Steven R. Daniels, a partner in Dechert’s Austin office, who represents plaintiffs and defendants in patent litigation, says the longer it takes to get a case to trial, the longer the defendant has to build a defense.

If it takes from three to four years to get to trial, the defendant has time to challenge the validity of the patent, Daniels says. Such challenges involve asking the U.S. Patent and Trademark Office to re-examine the patent.

“It takes about two years from the time the office grants a petition for a re-examination to make a final determination,” Daniels says.

But Daniels says that having a lengthy period between the filing of a patent case and the trial raises the costs for the patentee and the defendant.

The costs for patent litigation are high, even without delays. In 2007, the median cost of a patent suit in which less than $1 million was at risk was $350,000 through discovery and $600,000 if the suit went through a trial, according to the American Intellectual Property Lawyers Association 2007 member survey. When more than $25 million was at risk, the median cost was about $3 million if the suit concluded after discovery and about $5 million through trial, the AIPLA reported.

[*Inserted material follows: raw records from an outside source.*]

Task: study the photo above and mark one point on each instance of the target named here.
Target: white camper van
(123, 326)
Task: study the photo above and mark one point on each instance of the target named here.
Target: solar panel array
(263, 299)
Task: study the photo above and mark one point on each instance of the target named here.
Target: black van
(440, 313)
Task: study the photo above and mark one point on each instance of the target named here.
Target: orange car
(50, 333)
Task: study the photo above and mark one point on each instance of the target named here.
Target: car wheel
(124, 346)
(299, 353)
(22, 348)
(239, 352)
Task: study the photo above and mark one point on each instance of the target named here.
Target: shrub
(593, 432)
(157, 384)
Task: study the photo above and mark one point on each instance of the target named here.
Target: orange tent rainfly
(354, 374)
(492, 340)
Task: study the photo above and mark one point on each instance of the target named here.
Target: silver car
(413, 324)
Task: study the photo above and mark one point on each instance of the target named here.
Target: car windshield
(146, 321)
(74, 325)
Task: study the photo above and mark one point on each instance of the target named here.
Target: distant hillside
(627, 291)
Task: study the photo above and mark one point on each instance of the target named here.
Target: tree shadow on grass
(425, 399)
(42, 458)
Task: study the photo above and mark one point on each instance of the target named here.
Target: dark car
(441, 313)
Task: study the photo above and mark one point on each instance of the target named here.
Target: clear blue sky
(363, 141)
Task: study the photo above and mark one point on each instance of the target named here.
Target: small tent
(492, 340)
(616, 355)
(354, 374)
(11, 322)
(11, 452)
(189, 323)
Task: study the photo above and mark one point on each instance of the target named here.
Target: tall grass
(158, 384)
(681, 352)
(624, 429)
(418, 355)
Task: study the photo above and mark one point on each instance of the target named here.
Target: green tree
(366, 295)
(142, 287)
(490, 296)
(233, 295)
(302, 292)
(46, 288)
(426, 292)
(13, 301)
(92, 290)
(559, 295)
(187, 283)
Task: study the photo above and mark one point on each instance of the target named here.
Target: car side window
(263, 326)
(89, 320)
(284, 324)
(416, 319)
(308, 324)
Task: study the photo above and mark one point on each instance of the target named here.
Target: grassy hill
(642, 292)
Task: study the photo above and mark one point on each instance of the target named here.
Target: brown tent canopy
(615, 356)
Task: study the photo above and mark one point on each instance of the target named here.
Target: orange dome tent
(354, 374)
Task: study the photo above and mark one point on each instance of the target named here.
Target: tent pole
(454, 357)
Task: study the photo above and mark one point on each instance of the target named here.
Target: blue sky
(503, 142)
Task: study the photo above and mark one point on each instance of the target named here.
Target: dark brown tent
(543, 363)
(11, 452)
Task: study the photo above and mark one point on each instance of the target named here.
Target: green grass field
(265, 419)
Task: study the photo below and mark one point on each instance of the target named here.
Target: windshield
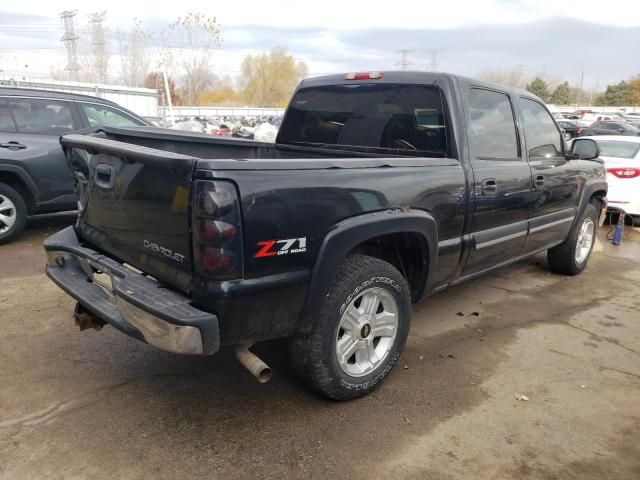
(404, 119)
(612, 148)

Despite the length of time it takes to get a patent case to trial in Marshall, Grinstein still thinks the Eastern District is “a great venue,” because the judges there are experts on patent matters, and there is a pool of experienced patent lawyers available to serve as local counsel. “It’s hard to say to a client, ‘You ought to go elsewhere,’ ” Grinstein says.

Smith says he has found that some patentees prefer to file their suits in Marshall. “Generally, I assume they’re going to want to go to one of the quicker venues,” he says. “But to my surprise, they prefer to go to Marshall, where the judges have the expertise.”